Doha (AFP) – A cartoon series about an alien who crash-landed in World Cup host Qatar aims to ease a culture clash between more than a million foreign football fans and locals. this conservative state.
Like arriving fans, Kawkabani, star of the series launched by Qatar’s premier animation studio, must learn Arabic pronunciation, how to drink coffee and find out that Qataris cook way too much food for their guests.
Creators Hossein Heydar and Amal al-Shammari hope the series will help Qataris better understand the 1.4 million football fanatics who are expected to besiege them in November and December.
Conservative Qataris prefer to sip specialty coffee and juices while European soccer fans are known for their beer-fueled good times on the streets.
Kawkabani seeks “to explain to Qataris that there has to be an acceptance of these cultures…and help them (visitors) to co-exist or understand Qatari culture as well,” said Shammari, who wrote the scripts.
The first two 10-minute episodes of “Kawkabani” – which means “The Nobody’s Planet” in Arabic – have already been released on YouTube by their company, Nefaish Animation.
“As an animation studio, we looked at content from the region, even in Qatar, and we felt there was a lack of content that represents Qatari culture,” said Shammari, Creative Director of Nefaish. .
The Arabic words were sometimes scrambled and the costumes not always quite right.
“We felt we needed a studio in Qatar that pays attention to all of these details and represents Qatari culture in the right way,” he said.
The triumph of little Qatar in obtaining the right to host the World Cup gives it the opportunity to show its customs and idiosyncrasies.

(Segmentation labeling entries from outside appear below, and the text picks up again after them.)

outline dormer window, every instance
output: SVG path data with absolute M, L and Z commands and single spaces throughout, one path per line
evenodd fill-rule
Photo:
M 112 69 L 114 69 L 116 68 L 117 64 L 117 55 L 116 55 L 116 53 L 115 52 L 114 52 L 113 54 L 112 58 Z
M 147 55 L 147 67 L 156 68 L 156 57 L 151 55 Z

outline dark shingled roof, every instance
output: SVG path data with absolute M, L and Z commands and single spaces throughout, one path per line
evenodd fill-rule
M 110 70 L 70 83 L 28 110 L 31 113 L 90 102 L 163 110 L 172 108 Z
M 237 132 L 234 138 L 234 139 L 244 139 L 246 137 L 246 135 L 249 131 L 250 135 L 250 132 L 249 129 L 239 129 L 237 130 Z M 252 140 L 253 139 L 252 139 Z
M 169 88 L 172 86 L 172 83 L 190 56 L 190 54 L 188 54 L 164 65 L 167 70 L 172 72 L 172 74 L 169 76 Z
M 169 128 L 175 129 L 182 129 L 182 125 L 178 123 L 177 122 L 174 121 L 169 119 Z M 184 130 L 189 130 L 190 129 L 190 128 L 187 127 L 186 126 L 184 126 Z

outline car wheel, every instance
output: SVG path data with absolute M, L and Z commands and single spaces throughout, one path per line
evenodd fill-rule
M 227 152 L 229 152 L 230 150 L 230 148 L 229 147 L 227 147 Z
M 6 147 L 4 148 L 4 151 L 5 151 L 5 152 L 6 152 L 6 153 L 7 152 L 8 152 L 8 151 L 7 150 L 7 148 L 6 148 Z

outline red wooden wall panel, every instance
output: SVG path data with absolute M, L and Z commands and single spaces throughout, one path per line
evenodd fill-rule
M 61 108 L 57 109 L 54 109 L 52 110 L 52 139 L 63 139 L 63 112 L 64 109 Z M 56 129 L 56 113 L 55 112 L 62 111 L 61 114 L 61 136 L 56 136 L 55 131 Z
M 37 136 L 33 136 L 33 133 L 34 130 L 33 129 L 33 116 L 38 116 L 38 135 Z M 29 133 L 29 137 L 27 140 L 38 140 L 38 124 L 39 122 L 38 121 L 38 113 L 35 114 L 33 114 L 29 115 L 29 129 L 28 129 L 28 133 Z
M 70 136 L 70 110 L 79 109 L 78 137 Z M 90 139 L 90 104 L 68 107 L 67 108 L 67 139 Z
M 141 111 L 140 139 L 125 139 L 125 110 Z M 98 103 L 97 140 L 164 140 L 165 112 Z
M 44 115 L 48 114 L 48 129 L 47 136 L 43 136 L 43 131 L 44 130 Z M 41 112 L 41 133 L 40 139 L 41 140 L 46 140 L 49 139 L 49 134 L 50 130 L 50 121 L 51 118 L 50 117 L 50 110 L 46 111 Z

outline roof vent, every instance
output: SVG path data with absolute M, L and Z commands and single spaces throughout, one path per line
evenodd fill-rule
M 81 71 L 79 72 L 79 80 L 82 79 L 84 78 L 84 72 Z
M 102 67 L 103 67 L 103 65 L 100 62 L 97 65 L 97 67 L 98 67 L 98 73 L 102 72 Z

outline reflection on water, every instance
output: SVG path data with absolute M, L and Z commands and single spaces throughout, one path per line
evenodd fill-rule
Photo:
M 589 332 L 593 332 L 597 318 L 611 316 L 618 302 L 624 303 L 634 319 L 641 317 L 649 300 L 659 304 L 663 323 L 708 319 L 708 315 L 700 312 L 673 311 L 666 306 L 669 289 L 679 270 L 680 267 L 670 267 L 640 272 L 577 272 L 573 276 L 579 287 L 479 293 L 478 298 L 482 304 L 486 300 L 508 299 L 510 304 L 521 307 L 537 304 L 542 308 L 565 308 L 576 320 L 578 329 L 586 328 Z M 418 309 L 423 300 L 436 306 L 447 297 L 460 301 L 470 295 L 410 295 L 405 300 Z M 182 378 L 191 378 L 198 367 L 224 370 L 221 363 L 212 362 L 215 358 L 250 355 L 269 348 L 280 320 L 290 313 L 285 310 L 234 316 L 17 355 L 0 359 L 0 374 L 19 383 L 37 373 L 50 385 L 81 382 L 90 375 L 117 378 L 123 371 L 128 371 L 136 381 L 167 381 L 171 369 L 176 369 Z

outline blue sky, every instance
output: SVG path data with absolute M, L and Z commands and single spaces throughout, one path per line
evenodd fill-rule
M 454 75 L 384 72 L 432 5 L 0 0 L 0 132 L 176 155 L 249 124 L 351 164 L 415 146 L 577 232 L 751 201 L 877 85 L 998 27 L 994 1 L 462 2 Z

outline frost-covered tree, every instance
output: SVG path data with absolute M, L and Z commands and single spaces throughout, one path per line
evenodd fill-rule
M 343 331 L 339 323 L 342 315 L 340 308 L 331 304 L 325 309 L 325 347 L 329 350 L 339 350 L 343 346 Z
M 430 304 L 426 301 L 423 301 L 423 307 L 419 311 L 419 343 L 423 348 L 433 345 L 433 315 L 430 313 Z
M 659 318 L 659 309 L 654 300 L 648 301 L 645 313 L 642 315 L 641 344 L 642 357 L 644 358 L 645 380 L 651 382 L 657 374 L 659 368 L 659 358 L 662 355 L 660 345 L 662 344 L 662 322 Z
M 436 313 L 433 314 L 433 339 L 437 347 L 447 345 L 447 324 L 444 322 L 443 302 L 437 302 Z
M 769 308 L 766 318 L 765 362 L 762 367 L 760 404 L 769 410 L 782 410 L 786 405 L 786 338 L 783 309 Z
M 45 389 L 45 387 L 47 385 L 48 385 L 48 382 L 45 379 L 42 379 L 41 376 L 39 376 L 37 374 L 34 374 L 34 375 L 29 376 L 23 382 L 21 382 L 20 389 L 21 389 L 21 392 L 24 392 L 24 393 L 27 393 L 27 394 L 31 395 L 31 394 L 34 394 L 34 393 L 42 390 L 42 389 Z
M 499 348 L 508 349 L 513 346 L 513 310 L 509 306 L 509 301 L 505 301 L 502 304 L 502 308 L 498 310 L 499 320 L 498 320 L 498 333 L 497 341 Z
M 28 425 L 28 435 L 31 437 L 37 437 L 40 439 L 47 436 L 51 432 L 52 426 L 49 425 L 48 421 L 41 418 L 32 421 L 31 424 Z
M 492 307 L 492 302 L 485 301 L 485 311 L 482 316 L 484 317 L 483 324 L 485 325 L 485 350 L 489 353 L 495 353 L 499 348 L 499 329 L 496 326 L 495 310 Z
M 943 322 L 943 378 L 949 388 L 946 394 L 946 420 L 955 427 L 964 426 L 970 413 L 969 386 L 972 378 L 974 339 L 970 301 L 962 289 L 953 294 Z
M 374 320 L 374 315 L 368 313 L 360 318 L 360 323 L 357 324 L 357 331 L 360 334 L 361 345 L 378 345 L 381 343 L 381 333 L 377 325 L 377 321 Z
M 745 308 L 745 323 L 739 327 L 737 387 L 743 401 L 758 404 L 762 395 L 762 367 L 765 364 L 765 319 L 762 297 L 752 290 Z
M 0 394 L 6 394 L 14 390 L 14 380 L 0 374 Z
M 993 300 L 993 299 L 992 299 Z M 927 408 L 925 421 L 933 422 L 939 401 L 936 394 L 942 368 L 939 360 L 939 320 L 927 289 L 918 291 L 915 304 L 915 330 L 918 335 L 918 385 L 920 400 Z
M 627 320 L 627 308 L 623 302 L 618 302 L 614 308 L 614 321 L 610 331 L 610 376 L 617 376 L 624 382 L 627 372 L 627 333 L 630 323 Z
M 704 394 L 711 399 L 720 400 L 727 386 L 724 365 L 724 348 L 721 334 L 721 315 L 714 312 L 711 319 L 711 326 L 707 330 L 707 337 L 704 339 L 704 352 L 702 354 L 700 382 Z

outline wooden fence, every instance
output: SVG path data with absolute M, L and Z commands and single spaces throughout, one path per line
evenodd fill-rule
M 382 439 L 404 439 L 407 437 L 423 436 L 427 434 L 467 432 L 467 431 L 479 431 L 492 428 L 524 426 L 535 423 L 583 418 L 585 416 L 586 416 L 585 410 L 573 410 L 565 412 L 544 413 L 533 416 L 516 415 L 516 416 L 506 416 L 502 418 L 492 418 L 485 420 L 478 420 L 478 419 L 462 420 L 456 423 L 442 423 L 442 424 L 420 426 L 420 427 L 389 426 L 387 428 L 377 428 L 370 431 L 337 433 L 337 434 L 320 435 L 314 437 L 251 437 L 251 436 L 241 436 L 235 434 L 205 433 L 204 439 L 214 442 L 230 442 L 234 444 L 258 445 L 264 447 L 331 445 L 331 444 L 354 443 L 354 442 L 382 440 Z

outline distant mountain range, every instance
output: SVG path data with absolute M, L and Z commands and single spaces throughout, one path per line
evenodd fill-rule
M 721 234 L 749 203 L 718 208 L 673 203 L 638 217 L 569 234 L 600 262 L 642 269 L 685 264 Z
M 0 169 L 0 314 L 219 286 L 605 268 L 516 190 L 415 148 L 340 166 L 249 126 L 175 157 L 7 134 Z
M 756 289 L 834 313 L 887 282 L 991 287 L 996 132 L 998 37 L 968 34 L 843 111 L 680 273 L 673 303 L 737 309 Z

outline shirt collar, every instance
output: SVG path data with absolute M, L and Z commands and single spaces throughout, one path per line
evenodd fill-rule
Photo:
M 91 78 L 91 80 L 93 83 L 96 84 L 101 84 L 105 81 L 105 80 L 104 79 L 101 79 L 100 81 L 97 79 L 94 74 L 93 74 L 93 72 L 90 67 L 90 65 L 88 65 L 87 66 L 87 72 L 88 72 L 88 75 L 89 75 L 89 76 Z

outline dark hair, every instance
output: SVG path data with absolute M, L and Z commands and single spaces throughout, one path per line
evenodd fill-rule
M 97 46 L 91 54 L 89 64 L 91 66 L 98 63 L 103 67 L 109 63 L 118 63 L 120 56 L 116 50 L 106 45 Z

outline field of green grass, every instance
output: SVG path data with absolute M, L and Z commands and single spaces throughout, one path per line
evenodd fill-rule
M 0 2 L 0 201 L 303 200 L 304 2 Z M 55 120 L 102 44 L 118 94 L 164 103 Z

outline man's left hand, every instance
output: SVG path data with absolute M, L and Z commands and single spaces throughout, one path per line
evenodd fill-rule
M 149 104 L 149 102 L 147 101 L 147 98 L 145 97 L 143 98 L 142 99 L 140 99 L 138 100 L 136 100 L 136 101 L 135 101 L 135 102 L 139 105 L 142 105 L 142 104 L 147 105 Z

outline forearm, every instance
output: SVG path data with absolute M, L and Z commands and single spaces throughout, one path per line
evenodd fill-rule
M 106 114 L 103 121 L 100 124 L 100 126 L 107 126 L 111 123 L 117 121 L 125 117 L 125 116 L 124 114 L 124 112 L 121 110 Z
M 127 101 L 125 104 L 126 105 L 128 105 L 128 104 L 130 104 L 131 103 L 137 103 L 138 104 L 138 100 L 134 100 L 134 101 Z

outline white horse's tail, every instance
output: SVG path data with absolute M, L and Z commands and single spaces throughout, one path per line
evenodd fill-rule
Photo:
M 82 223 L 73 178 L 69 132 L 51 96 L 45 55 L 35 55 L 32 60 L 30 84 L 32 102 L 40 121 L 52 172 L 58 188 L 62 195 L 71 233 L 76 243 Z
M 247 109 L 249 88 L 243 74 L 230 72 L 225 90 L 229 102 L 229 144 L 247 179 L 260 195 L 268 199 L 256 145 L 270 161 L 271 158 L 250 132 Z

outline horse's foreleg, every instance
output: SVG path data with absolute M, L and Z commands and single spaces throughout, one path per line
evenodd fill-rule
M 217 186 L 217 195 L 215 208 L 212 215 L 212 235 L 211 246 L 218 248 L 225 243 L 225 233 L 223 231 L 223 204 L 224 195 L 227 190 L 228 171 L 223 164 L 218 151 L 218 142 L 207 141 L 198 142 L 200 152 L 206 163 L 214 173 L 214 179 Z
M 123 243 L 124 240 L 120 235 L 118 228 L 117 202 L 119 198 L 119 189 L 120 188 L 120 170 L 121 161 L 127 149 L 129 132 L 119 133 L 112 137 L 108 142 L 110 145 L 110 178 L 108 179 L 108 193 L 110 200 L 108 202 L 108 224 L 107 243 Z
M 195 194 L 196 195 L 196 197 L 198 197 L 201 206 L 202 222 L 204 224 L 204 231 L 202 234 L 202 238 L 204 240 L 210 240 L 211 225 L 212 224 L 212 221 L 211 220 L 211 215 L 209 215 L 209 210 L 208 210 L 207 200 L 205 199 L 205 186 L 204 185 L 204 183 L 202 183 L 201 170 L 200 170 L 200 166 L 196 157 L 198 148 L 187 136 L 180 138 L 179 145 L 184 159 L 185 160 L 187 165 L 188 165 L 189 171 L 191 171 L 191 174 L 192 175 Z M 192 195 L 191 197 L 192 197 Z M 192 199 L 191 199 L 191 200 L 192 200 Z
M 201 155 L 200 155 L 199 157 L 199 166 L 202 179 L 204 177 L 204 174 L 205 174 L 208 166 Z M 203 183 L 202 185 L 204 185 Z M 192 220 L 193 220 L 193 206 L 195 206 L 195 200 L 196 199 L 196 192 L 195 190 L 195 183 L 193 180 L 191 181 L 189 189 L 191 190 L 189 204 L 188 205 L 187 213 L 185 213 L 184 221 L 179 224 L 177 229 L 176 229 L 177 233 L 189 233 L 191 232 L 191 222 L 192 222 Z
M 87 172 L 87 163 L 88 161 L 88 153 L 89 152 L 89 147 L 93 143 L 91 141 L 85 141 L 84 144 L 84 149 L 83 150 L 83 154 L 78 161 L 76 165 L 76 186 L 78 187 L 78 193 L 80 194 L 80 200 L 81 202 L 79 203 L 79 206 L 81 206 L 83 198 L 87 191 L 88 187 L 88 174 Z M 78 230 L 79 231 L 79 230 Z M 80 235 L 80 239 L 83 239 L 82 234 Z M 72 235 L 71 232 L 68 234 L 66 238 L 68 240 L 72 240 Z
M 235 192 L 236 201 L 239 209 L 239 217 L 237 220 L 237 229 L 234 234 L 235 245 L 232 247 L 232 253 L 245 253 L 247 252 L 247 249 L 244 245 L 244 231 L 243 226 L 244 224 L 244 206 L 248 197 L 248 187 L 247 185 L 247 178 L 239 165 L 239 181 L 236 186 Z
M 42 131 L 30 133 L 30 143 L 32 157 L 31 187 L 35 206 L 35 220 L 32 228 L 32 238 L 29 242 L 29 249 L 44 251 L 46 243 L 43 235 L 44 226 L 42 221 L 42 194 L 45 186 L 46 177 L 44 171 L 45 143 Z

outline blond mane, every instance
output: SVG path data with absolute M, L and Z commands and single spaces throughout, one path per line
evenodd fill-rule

“When the Alien drops in Doha, again, he’s a foreigner, so he doesn’t know anything, so we don’t expect him to understand Qatari society and in the Qatari society we have,” said Shammari, who wrote the screenplay.
“We want to explain many things and share our culture with visitors.”
Nefaish only hired artists from the Middle East with knowledge of Arab culture, added Heydar, in charge of animation.
Besides Kawkabani, the series has three main Qatari characters representing what the creators consider to be the main components of the 270,000 strong indigenous community, which lives alongside more than 2.5 million foreign workers.
– Coffee culture –
Faisal is a traditional Bedouin, the community that inhabited the desert.
“You know they’re more proud of their culture, and sometimes they overreact,” Shammari said.
But “they would support you no matter what. They will always be there for you.
Saad, another of the Qatari characters, is a more “modern” city dweller. “He’s open to different cultures, he’s open to people, he wants to be a businessman,” the writer said.
As for Khalifa, he represents the growing mixed community in Qatar. Vegan, his mother is British and his father Qatari.
Each of the five episodes of the first series – translated into English, French, Spanish, Hindi, Mandarin Chinese and Japanese on YouTube – shows the Qatari way of life, especially food and drink.
Kawkabani gets in trouble for not knowing the right hand gesture used to indicate drinking too much coffee. But the series also pokes fun at Qataris.
Kawkabani was partly funded by Qatar World Cup organizers Supreme Committee for Delivery and Legacy, as well as the Doha Film Institute and telecommunications giant Vodafone.
Although early programs did not address controversial issues such as the rights of migrant workers and women, Heydar insisted that there was complete artistic freedom.
“It’s our show and the sponsors have been very supportive of us and they’ve given us all the freedom to make it the way we see it,” he said.
The couple are already planning two more series alongside other projects to showcase Arab culture.
“Our heritage is full of stories, full of characters, full of heroes and we want to present them from Qatar or the Arab region to the whole world,” he said.